(This is the third of a series of posts following Tyla
Tharp’s book The Creative Habit.
All the previous posts are collected in the Summer Blog Project category.)
#3 Face Your Fears. She lists hers in the book and goes on to debunk each one in turn.
I will list mine, but I am not as confident about the debunking part as Ms. Tharp. After all, I am no Tyla Tharp, internationally known choreographer. I am a little known local artist.
Here are my fears:
1. That I have no talent and I have no business calling myself an artist. Even I know that this is ridiculous. I may not be a world busting talent, but I am good and professional. I have just as much of a right to be an artist as anybody else, and more than some.
2. That I will not be able to communicate what I am trying to express through my work, that I will fail to connect. I will be the only person who knows it then, and I can always take another stab at it.
3. That what I make will be a failure, despite my best effort. So? It is no reason not to go ahead and do it anyway. Nothing is perfect and the most interesting things often come about by accident.
4. That no one will care. Well, that’s actually true. No one but me will care if I do this or not. And since I care, I may as well do it.
5. That no one will like my work. A whole bunch of people won’t like it, but some will. It is worth doing it for them. If I was only doing this to please myself, I would not feel the need to get it out there. I feel the need to share my work with others, because it is my deepest, truest, best self. So I keep putting it out there regardless of rejection.
6. Fear of talking to strangers. A silly fear, with nothing to do with creativity, but it remains my biggest handicap.I am not a very verbal person, and I am shy. I am always afraid to talk to people I don’t know well. I doubt I will ever get over this, and it doesn’t get easier with practice.
#4 Give Me One Week Without.
This has to do with dealing with distractions, like the phone, clocks or the internet. She makes a list of things she will ignore for a week in order to sharpen her focus on creativity.
I am starting an internet surfing hiatus.

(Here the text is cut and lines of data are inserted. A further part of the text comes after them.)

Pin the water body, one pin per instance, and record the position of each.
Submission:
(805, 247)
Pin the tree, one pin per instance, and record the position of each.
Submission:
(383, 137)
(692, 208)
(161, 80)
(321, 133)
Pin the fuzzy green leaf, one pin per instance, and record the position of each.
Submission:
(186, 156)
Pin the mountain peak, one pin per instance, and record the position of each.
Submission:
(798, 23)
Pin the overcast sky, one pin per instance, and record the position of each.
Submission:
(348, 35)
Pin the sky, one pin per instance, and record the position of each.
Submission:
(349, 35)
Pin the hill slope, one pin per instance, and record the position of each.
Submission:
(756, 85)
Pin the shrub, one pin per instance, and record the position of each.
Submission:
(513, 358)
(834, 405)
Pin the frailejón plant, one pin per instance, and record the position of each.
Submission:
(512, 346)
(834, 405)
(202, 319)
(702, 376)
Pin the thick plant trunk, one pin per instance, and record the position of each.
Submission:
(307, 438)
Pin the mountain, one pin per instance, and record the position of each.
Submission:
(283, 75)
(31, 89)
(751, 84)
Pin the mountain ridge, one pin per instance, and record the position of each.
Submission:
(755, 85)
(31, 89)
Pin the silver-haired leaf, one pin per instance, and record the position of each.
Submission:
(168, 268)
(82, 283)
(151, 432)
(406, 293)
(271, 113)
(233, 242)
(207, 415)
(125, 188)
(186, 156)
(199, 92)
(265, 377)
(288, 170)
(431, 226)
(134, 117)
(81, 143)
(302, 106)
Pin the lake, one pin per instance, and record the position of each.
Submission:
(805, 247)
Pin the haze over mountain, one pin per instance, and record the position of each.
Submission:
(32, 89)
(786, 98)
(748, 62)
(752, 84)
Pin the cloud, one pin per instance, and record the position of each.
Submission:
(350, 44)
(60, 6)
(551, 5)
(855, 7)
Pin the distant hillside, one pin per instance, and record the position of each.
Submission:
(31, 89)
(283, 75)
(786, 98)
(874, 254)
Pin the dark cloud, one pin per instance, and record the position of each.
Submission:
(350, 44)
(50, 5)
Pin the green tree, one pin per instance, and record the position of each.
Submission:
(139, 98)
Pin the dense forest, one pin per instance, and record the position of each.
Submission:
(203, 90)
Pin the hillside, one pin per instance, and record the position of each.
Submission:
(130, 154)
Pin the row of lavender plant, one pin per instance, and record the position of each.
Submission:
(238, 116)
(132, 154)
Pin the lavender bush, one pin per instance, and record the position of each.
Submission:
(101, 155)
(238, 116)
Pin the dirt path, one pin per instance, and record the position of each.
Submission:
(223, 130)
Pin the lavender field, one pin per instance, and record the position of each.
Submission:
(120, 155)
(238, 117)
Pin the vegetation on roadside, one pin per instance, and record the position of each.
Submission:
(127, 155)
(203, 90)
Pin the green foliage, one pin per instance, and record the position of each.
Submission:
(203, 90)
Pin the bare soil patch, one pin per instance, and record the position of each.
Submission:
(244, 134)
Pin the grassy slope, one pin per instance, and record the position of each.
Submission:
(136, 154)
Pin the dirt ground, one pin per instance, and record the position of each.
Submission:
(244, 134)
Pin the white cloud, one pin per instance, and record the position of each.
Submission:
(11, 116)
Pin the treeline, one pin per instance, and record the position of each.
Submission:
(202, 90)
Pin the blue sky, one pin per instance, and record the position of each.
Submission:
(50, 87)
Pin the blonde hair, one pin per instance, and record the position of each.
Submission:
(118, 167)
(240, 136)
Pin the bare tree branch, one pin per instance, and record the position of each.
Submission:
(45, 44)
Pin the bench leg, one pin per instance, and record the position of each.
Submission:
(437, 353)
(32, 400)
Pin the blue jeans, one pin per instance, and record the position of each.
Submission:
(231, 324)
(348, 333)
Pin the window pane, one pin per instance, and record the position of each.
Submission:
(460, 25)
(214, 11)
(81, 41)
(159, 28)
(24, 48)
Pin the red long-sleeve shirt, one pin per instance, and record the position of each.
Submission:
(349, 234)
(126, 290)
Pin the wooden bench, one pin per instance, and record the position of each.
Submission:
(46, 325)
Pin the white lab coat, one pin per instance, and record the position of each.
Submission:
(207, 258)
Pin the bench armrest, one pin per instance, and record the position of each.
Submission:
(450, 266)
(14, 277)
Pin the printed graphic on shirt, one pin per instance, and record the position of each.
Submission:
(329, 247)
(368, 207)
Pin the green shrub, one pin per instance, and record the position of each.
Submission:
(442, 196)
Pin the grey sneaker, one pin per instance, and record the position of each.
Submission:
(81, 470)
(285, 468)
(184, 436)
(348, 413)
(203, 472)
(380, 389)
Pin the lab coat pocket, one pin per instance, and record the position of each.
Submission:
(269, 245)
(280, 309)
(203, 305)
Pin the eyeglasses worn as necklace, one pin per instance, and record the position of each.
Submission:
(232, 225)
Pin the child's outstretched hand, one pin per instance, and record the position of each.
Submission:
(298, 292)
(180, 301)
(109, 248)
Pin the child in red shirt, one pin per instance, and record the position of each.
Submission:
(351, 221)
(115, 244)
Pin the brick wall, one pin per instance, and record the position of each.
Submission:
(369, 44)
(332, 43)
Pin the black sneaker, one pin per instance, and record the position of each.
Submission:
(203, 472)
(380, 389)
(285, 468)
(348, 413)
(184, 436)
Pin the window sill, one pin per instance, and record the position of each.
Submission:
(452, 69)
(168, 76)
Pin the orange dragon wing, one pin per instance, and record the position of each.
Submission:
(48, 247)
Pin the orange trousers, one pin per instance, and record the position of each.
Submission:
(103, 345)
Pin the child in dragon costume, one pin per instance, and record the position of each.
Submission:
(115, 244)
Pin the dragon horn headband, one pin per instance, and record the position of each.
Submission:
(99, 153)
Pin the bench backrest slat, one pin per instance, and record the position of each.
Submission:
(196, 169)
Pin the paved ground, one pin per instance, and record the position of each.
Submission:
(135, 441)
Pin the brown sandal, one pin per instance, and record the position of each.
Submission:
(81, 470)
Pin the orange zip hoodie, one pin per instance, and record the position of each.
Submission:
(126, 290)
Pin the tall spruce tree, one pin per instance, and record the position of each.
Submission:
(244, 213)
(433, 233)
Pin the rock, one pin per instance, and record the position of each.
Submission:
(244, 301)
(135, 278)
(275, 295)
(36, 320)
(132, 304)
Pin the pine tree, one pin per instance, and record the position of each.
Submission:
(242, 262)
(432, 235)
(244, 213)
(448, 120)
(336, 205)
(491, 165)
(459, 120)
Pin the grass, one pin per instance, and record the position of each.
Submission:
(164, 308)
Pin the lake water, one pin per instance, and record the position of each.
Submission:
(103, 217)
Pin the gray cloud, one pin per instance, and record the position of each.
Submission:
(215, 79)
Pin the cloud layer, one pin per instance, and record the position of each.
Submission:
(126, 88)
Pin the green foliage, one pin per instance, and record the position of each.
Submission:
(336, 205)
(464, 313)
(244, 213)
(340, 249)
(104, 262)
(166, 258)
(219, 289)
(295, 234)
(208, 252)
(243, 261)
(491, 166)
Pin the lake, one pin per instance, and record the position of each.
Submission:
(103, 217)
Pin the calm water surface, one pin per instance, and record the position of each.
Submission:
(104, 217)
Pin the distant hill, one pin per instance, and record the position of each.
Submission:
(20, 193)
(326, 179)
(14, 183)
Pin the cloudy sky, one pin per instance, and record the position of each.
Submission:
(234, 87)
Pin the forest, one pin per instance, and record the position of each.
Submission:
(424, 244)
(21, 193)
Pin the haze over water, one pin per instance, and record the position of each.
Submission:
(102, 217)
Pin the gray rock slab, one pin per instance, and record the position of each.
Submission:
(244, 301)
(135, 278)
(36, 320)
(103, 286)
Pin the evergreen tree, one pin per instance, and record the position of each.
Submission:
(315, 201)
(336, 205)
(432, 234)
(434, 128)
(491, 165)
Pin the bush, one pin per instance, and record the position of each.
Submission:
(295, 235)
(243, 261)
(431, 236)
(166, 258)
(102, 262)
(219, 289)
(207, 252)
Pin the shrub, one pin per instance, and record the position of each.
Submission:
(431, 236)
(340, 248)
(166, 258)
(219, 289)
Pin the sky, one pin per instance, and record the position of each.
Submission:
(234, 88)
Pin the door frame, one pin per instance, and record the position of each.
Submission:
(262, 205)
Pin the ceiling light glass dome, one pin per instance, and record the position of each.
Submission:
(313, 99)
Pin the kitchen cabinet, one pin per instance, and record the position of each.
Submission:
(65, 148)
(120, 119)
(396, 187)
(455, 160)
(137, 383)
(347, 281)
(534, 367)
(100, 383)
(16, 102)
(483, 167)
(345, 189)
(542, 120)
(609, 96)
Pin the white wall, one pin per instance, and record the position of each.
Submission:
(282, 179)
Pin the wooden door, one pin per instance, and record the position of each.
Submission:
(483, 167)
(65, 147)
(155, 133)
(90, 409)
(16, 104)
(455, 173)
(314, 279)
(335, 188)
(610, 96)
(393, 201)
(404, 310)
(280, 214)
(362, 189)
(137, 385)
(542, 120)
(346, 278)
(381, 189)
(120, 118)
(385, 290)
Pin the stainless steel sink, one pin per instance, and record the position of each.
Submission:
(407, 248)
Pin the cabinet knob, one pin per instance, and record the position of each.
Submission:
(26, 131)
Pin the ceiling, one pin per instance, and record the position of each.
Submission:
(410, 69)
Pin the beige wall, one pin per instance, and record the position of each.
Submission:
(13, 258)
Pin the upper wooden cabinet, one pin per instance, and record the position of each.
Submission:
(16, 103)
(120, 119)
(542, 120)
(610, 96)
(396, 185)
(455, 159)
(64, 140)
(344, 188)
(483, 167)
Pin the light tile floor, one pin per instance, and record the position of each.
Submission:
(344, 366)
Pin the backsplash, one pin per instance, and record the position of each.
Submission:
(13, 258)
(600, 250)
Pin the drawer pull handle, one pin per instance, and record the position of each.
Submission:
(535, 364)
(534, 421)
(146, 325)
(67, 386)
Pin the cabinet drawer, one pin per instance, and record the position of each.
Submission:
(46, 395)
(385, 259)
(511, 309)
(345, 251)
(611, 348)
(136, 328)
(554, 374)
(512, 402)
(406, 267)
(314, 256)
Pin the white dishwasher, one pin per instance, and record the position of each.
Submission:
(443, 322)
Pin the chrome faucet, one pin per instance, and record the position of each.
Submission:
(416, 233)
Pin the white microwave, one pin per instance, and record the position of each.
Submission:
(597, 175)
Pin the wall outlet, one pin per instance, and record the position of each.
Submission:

I can’t go randomly looking at things , which is the biggest time waster ever invented as far as I am concerned. I love to type in any random thing that comes to mind and follow where it leads me. I will keep up with my own blog for the purpose of this project, but I will not go off reading any of my favorite blogs. And no internet forums either.
She suggests avoiding Numbers, on clocks, scales, bills, dials, meters. Any form of counting to give the left side of your brain which is the counting side a rest, which will let the right side, the more intuitive side, come to fore. I think I will be good at this one. I am kind of like that anyway.
Another suggestion is avoiding background music. I don’t like background music when I am working. I listen to music, and often stop what I am doing while it is on. I can’t work with music because it grabs my focus. Music is based on repeating patterns and is full of colors. I can only listen to music when I am doing something fairly mindless that I don’t need to pay close attention to.
What I do instead is listen to NPR. I can ignore speaking in a way that I can never ignore music. I turn on NPR and let it drone on in the background while I work. Sometimes, things catch my attention, but mostly I use it to make a kind of white noise.
So I will give up NPR for a week as well.
Books. I love to read. Although it gives me many ideas, it is also my biggest distraction. No books, other than this one I am following, for a whole week. This will be the absolute hardest thing for me. I may die.
Tharp compares this pact with yourself to abstain from your distractions a ritual sacrifice to the gods. Instead of goats or sheep, the sacrifice is distractions.